Exercises for A Megsquats Booty

Shape and firm your butt by focusing on glutes (bum cheeks) and hamstrings (back of the thigh) exercises. Here are the best glute and hamstrings exercises for butt growth:

1. Planks.

The first exercise to help you get that perky butt is planks. Planks will help build the muscle tone and strength needed for your bum.

2. Squats.

There are numerous exercises for getting a megsquats like booty, but squats are the simplest and most effective. Squats work on multiple muscle groups at once and they’re also an excellent way to tone your bum.

3. Single leg deadlift.

The single-leg deadlift is a great exercise for working your glutes and hamstrings. It helps you achieve a rounder, firmer backside.

4. Dumbbell leg curl.

The dumbbell leg curl is an exercise that targets the hamstrings. It can be performed both as a single-leg exercise and as a bilateral exercise to tone and strengthen the hamstrings.

5. Plank leg lift.

The plank position is one of the most effective exercises that you can do to strengthen your core and tone your glutes. It will help you get those curves, raise your butt and lift the corners of your back.

6. Burpees.

Burpees help burn fat and build muscle at the same time. They’re a great bodyweight exercise that can be used to build strength in your butt and core which improves your posture.

7. Chair pose.

The chair pose is a great yoga posture that will give you a firm and lifted behind. This is a great pose for all yogis, and you can do it at home without any special equipment.

8. Sidestepping.

You can use side stepping to lose fat off your buttocks. By doing this exercise, you’ll also build up muscle tissue, which makes your butt look bigger and more rounded.

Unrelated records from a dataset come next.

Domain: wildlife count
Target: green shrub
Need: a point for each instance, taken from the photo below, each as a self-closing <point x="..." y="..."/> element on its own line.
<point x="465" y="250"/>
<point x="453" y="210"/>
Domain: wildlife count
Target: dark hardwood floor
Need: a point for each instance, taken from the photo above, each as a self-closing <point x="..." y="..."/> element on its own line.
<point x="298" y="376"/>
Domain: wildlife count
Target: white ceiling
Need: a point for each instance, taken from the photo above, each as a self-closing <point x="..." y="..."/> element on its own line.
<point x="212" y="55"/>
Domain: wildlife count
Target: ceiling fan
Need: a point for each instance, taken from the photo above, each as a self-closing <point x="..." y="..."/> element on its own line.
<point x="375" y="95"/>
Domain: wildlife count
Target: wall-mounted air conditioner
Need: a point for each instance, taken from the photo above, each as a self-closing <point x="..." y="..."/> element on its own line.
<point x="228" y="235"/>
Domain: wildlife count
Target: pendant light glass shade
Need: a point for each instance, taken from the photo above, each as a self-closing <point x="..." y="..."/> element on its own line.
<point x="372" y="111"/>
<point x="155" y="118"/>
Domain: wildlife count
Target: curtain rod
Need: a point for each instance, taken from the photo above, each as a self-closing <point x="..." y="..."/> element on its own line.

Important note: Don’t forget to mix up your exercise routine. Take a break from your usual routine and spice it up a little. Have some fun with your workout by trying out alternative exercises.

Does your out-of-shape butt affect your confidence? Learn how to unlock your Glutes to give you a rock hard round butt that will get heads turning for the right reasons and fill you with confidence.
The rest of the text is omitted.